Il secondo rischio è quello di riconsegnare i Comuni ad un rapporto corpo a corpo con la Provincia, in una interlocuzione impari e fuori da logiche di sviluppo territoriale coerenti e condivise. Certo oggi le Comunità soffrono di riconoscibilità, di autorevolezza, complice la perdita della dimensione politica e l’opera di mistificazione operato dalla Giunta leghista, che nemmeno dopo il grande lavoro delle Comunità durante l’emergenza Covid (servizi di assistenza e di prossimità per anziani e malati, servizi per il diritto alla studio, ecc.) ne hanno valorizzato il ruolo. Ma rimangono una dimensione necessaria per la pianificazione di alcuni settori, urbanistica e sociale in primis, e per l’erogazione di servizi e funzioni che da sempre in Trentino vengono erogati dal livello intermedio. Per questo sono convinto che le Comunità hanno bisogno di un rilancio, non di una liquidazione, perchè ne ha bisogno la Provincia, ne hanno bisogno i Comuni, ma soprattutto ne hanno bisogno i cittadini.
Vengo quindi rapidamente al secondo tema lanciato da questo giornale in questi giorni: la crisi di partecipazione alle ultime elezioni comunali. E' abbastanza evidente che l'impennata delle monoliste è sintomo di una disaffezione verso l'amministrazione del bene pubblico prima che di una scarsa incisività delle minoranze, posto che tutti quando si candidano lo fanno con l'ambizione di trovarsi dalla parte che governa. Con questo non va elusa la riflessione sul sistema maggioritario che necessita sicuramente di un correttivo per riportare vita nei Consigli Comunali, ma credo che il primo motivo di questa disaffezione vada ricercato nei costi di questo impegno.

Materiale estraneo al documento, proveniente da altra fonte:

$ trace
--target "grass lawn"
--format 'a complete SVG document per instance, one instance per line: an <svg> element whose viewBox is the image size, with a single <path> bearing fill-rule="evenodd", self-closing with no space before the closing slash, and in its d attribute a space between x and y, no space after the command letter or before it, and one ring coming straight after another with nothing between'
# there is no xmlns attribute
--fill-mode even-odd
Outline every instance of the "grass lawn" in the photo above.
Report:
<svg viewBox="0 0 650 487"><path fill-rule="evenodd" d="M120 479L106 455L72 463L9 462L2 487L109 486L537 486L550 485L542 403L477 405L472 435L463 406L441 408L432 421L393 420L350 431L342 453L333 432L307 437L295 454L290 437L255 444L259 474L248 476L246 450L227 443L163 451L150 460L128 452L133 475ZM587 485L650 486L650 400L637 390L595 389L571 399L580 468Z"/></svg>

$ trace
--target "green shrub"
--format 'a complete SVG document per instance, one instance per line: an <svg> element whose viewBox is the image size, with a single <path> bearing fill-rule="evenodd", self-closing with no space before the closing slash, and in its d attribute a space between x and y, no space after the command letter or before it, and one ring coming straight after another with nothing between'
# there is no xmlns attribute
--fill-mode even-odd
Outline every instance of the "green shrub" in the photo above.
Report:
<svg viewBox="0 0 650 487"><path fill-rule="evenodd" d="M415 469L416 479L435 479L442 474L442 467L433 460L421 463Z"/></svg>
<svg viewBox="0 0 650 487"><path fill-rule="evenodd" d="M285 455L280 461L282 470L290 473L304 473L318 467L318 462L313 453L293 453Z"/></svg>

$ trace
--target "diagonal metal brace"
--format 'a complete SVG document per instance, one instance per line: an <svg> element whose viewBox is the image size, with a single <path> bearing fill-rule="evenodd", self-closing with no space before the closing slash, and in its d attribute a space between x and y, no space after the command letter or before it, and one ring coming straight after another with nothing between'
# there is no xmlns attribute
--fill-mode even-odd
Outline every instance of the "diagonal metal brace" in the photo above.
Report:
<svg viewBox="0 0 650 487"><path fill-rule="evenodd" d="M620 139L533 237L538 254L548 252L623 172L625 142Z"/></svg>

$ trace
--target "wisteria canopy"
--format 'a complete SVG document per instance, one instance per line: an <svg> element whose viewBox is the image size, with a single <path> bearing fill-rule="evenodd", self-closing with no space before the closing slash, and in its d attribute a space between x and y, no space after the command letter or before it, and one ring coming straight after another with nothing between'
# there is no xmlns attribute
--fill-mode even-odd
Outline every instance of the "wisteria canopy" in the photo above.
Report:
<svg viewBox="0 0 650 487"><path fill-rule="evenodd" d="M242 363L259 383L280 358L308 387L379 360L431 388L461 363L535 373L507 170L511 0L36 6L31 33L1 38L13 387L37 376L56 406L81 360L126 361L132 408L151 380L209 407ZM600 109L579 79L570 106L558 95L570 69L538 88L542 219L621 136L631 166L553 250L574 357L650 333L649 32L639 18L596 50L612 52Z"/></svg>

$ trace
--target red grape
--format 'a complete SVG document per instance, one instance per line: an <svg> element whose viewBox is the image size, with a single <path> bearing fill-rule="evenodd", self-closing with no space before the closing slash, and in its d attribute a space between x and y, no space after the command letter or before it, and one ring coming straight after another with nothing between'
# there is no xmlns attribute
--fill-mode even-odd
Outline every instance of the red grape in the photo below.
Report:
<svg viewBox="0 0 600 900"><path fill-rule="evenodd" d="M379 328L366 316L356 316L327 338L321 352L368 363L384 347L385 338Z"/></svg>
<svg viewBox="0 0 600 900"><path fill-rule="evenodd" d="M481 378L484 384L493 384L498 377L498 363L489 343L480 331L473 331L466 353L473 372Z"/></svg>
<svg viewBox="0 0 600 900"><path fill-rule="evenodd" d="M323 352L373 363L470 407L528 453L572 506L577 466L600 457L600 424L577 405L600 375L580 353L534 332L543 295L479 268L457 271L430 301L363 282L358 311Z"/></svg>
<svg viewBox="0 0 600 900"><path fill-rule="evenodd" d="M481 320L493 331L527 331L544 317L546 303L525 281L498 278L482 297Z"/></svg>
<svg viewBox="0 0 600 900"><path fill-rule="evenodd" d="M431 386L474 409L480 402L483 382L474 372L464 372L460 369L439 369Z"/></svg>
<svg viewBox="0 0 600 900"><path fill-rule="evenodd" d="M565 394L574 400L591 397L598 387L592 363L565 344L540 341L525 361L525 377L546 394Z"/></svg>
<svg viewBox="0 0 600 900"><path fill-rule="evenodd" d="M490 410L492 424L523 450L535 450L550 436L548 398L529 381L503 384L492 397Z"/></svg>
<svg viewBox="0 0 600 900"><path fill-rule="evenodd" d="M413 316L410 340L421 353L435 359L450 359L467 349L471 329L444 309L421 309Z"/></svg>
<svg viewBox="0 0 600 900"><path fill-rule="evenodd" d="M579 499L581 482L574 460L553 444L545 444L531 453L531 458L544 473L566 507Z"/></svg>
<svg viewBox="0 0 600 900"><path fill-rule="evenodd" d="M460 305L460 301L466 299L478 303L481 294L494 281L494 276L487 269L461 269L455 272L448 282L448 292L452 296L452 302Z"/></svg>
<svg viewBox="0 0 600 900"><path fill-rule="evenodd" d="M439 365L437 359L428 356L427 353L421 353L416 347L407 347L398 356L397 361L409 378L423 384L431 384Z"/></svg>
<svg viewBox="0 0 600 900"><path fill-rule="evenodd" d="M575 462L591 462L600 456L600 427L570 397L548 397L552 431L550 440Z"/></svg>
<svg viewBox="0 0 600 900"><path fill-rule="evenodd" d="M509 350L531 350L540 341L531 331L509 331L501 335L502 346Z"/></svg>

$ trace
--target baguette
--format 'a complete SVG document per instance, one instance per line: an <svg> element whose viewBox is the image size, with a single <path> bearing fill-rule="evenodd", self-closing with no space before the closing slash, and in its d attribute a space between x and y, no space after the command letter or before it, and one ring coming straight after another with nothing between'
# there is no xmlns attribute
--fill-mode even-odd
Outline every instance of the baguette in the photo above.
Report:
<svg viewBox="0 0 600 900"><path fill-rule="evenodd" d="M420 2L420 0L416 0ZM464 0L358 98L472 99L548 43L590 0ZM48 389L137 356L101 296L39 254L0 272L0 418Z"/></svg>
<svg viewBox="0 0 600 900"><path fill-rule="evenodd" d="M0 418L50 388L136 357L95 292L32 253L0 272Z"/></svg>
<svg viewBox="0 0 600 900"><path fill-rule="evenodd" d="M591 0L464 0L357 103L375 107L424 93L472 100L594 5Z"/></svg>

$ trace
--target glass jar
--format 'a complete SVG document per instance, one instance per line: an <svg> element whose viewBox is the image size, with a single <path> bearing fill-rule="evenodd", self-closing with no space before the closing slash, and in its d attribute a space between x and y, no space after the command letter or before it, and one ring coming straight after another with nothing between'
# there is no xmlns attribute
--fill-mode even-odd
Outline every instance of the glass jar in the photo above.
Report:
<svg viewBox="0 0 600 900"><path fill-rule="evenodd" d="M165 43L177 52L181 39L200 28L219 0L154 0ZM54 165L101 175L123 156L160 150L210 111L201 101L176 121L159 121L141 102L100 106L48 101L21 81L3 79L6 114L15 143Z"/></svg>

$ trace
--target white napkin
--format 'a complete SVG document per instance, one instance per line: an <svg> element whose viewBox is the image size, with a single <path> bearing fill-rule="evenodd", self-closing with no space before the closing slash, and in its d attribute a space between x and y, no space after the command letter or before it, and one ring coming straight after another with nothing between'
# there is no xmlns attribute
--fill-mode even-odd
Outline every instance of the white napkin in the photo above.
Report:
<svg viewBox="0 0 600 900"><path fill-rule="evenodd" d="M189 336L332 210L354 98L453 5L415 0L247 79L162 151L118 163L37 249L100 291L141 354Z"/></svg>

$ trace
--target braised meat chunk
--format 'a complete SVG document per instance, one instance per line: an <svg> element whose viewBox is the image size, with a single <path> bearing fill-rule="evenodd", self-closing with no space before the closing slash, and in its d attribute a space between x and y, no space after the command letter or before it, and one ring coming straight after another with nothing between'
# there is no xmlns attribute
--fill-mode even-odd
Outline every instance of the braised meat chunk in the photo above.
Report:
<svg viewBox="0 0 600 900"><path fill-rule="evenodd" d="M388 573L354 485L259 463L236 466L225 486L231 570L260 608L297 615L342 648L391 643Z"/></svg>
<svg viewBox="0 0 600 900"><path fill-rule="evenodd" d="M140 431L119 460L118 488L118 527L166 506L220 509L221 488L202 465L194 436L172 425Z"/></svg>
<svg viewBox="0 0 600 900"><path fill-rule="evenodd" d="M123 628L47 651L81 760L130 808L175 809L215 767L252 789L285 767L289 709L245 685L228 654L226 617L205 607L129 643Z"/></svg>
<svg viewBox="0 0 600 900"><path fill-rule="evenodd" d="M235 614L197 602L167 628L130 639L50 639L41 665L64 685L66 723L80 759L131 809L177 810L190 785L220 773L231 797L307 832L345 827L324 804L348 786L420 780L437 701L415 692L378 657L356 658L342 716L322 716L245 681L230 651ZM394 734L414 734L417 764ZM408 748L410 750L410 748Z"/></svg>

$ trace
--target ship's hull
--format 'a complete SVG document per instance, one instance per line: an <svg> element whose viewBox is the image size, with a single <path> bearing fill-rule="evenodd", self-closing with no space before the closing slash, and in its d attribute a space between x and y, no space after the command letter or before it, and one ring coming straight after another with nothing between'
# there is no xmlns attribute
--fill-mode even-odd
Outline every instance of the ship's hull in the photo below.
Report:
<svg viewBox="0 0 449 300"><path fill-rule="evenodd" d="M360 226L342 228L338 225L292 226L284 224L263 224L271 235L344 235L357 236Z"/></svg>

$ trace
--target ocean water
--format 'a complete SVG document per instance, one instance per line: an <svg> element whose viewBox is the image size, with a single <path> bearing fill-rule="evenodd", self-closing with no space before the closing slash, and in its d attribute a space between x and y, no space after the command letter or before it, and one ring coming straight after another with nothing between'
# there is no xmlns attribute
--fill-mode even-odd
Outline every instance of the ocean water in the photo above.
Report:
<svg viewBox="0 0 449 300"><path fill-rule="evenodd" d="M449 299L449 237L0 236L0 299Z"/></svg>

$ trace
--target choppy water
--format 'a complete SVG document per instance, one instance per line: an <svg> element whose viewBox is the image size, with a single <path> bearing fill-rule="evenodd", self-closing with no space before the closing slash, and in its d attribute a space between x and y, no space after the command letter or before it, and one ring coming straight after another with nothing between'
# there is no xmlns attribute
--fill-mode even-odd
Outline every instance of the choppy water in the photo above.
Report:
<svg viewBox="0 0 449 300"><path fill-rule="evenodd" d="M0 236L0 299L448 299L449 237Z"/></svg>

Costi che si misurano in tempo, che un forte riflusso nel privato ci spinge a riservare ad altro; costi in termini di responsabilità che ci si assume; costi in termini di fatica che aumenta esponenzialmente nei Comuni più piccoli a causa delle complicanze burocratiche e del continuo assottigliarsi degli organici. Oltre al riassegnare competenze ai Consigli Comunali, mantenendo l'elezione diretta del Sindaco e la sua facoltà di scegliersi la squadra, ci sono altre due leve che a mio avviso potrebbero invertire questa tendenza.
La prima, semplice e provocatoria viste le azioni in senso contrario di questa maggioranza, è aumentare la dimensione dei Comuni: un elettorato più ampio rende più probabile l'esistenza di una sana dialettica elettorale, permette un allargamento della potenziale classe dirigente e aumenta anche la disponibilità di risorse organizzative. La retorica del “piccolo è bello”, tanto cara alla Giunta Fugatti, di questi tempi si scontra con la stessa capacità dei Comuni di esercitare appieno la propria autonomia ma soprattutto di poter fornire ai cittadini la stessa quantità e qualità di servizi.
La seconda è lavorare per supportare di più i Consiglieri nel loro impegno. Lo si potrebbe fare in due modi: reintroducendo il diritto dei consiglieri ad un permesso lavorativo per la preparazione e la partecipazione ai Consigli, così da non rubare il tempo necessario solo alla famiglia o alle proprie passioni; potenziare il servizio di consulenza del Consorzio dei Comuni per i consiglieri, fornendo quelle competenze giuridiche ed amministrative sulle quali anche la più vocata buona volontà dei consiglieri rischia di spegnersi.